Ontem (7), o juiz da 2ª Vara Federal de Campo Grande Ronaldo José da Silva acatou liminar em mandado de segurança impetrado pela Prefeitura e do Sindicato Rural de Maracaju e suspendeu as pesquisas para as demarcações por 60 dias.
De acordo com Passarelli, a tese apontada em defesa dos produtores foi a mesma da de Maracaju. Segundo o advogado, os produtores não tiveram direito de ampla defesa e contraditório, ou seja, não foram notificados com antecedência a respeito de quem e quando seriam feitas as vistorias e, por isso, não tiveram um prazo suficiente para se preparem.
Além da ação judicial, a Famasul promoveu uma reunião nesta tarde para discutir o que tem sido feito a respeito da demarcação de terras indígenas no Estado.
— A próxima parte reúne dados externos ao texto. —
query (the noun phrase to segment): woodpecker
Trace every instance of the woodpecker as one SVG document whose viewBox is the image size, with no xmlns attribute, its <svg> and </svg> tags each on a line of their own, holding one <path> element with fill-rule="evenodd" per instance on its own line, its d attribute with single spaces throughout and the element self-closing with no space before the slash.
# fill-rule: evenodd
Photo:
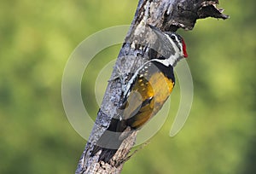
<svg viewBox="0 0 256 174">
<path fill-rule="evenodd" d="M 178 61 L 188 57 L 181 36 L 148 26 L 157 41 L 148 51 L 149 60 L 132 74 L 124 89 L 120 115 L 112 119 L 91 152 L 93 156 L 102 150 L 98 160 L 109 162 L 126 137 L 121 137 L 122 132 L 128 126 L 131 130 L 142 128 L 160 110 L 175 85 L 173 67 Z"/>
</svg>

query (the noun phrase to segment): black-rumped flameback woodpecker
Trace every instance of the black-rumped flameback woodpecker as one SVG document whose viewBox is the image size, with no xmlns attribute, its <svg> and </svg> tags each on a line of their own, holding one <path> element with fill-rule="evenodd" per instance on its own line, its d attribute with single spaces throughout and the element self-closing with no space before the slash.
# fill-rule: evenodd
<svg viewBox="0 0 256 174">
<path fill-rule="evenodd" d="M 181 36 L 149 26 L 157 36 L 156 52 L 160 54 L 154 54 L 155 57 L 149 55 L 149 61 L 132 73 L 123 91 L 121 114 L 112 119 L 91 153 L 95 155 L 101 151 L 99 160 L 108 162 L 114 155 L 126 137 L 121 135 L 128 126 L 131 130 L 140 129 L 160 111 L 175 84 L 173 67 L 188 56 Z"/>
</svg>

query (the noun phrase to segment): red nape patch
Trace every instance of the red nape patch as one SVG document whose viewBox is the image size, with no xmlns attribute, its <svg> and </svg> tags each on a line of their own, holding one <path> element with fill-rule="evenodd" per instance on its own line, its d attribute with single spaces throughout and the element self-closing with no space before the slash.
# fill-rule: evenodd
<svg viewBox="0 0 256 174">
<path fill-rule="evenodd" d="M 184 42 L 183 39 L 182 43 L 183 43 L 183 55 L 184 55 L 184 57 L 186 58 L 186 57 L 189 56 L 189 55 L 188 55 L 188 53 L 187 53 L 186 44 L 185 44 L 185 42 Z"/>
</svg>

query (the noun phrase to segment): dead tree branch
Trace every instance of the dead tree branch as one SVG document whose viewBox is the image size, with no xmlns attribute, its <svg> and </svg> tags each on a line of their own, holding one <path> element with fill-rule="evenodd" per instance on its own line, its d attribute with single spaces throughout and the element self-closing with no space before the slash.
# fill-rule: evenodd
<svg viewBox="0 0 256 174">
<path fill-rule="evenodd" d="M 175 32 L 178 28 L 192 30 L 196 20 L 213 17 L 227 19 L 218 9 L 218 0 L 140 0 L 132 25 L 120 49 L 111 79 L 119 76 L 118 69 L 131 72 L 145 62 L 145 49 L 142 45 L 148 44 L 147 24 L 155 26 L 162 31 Z M 76 173 L 120 173 L 129 156 L 130 149 L 136 141 L 137 132 L 131 134 L 121 144 L 109 163 L 98 161 L 99 156 L 91 156 L 97 140 L 108 127 L 111 119 L 117 113 L 121 96 L 121 84 L 110 80 L 95 126 L 91 131 L 85 149 L 79 161 Z"/>
</svg>

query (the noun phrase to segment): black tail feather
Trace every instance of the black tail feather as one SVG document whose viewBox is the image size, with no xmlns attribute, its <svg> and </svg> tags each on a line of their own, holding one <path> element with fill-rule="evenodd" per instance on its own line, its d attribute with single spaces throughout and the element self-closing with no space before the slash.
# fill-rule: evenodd
<svg viewBox="0 0 256 174">
<path fill-rule="evenodd" d="M 96 153 L 102 150 L 98 160 L 108 162 L 123 142 L 124 138 L 121 138 L 120 135 L 126 127 L 125 120 L 112 119 L 108 128 L 97 141 L 90 156 L 96 155 Z"/>
</svg>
No debate, estiveram presentes 21 representantes de sindicatos rurais, além de produtores, advogados e demais autoridades ligadas à questão.
Para o presidente da Comissão de Assuntos Indígenas e Fundiários da CNA (Confederação Nacional da Agricultura), Léo Britto, o problema da demarcação tem de ser discutido entre toda a sociedade, não é apenas um assunto que diz respeito aos produtores.
“Eu acredito que é uma questão que envolve a todos nós, assim como a do índio. Nós não temos nada contra eles. A responsabilidade tem de passar pelo Congresso Nacional. Não pode um antropólogo passar por cima do Congresso”, declara Léo Britto.